Details of Kirk Wright Indictment
A number of details have emerged from the amended indictment against Kirk Wright, which appear not to have been reported in the various news accounts, here and here. No one seems to have read in detail either the indictment or the FBI's news release. The news reports continue to talk about an $185 million ponzi scheme and the disappearance of most of that sum.
But, it is very unlikely that Kirk Wright ever had anything like $185 million under his control, or the control of his hedge funds. As the indictment makes clear, he is alleged to have lied about both where the money was being invested, and how much money the various funds had in their control.
To accomplish this, the indictment alleges that he simply put the investor's money in an account called, I suppose, creatively, the "IMA expense account" and used the proceeds of it to pay himself, and his partners. The indictment the alleges that he simply sent false statements by mail to his clients and counted on them being happy with what the statements reflected.

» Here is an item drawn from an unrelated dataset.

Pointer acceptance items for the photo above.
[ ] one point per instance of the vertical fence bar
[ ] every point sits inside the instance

Charles Ponzi used a similar scheme in 1919. As Donald Dunn, writes "after receiving notification of their 50% return, Ponzi could imagine the activity". While some would rush to cash in on their good fortune, "others would take their time, convinced by the fact that they had a one cent post card, they also had a 50% return on their investment. They would read the card over, show it to their wives and relatives. ... Back at their jobs, at the restaurants, at the recreation halls, they would tell others of their stupendous good fortune -and the ones they told would come running. Each satisfied customer would become a salesman, self-appointed." (my emphasis)
As many of the ponzi scams have shown, the ability to manufacture false returns or statements of accounts in critical to the success of the scam, or fraud. And as one astute reader has already pointed out, "It seems that money deposited into a legitimate custodial account is then deposited into a "black hole" with no further accountability". Are the institutions who provide the custodial accounts innocently enabling fraud? Do they have any liability for this, if so? Interesting questions.
Technorati Tags: ponzi scheme, charles ponzi, indictment, news reports, news release, donald dunn, money, fbi, hedge funds, expense account, ima, proceeds, kirk wright


Comments
The original SEC complaint specified around $115 million that had been collected. Some of that was returned to earlier investors, so there can be no real accounting until every investor's initial investment minus any withdrawals is tallied. A few investors may have actually made money and gotten out before the whole thing came crashing down. The $185 based on IMA records is bogus, just like most everything and everyone else associated with the company.
Posted by: Anonymous | July 6, 2006 6:09 PM
When all the proofs of claims are accepted by the trustee in bankrupcty, we will have a much clearer picture if even the $115 million was correct.
I think the proof of claims had to be in by the end of June.
Posted by: Michael Webster | July 6, 2006 6:32 PM
The indictment stated that the COO and CFO principally handled administrative and marketing tasks. Are these typical responsibilities for those positions? Is there legal precedence for "deliberate ignorance" not sufficing as a defense in culpability of fraud?
Posted by: Anonymous | July 7, 2006 1:38 AM
IMA must have been registered with at least a dozen different states across the country and in fact, still is. What measures are the states taking to assure that the individuals involved are never allowed to do business in those states again, or any other state, for that matter?
Posted by: Anonymous | July 10, 2006 11:24 AM
This is a very good question, which I don't know the full answer to. My guess is that states would take some administrative action to make sure that Wright et. al. could no longer trade in their state. Generally, the regulators do not pursue cases on behalf of their state residents for restitution, even if their owns state laws have been broken. You might want to check http://www.nasaa.org//QuickLinks/ContactYourRegulator.cfm and ask more details from your own state regulator.
Posted by: Michael Webster | July 10, 2006 11:41 AM
It is unknown how many custodial insitutions were involved in transferring funds to IMA which did not provide further accounting for where the funds were invested or how they were performing. One custodian fund was Reliance Trust Corp, which happens to also be based in Atlanta, GA, as were the headquarters for IMA, perhaps a little too close for comfort.
Posted by: Anonymous | July 10, 2006 6:47 PM
Each individual investor should check their own statements to see what custodial institution was involved as they may have a claim against that institution for negligence.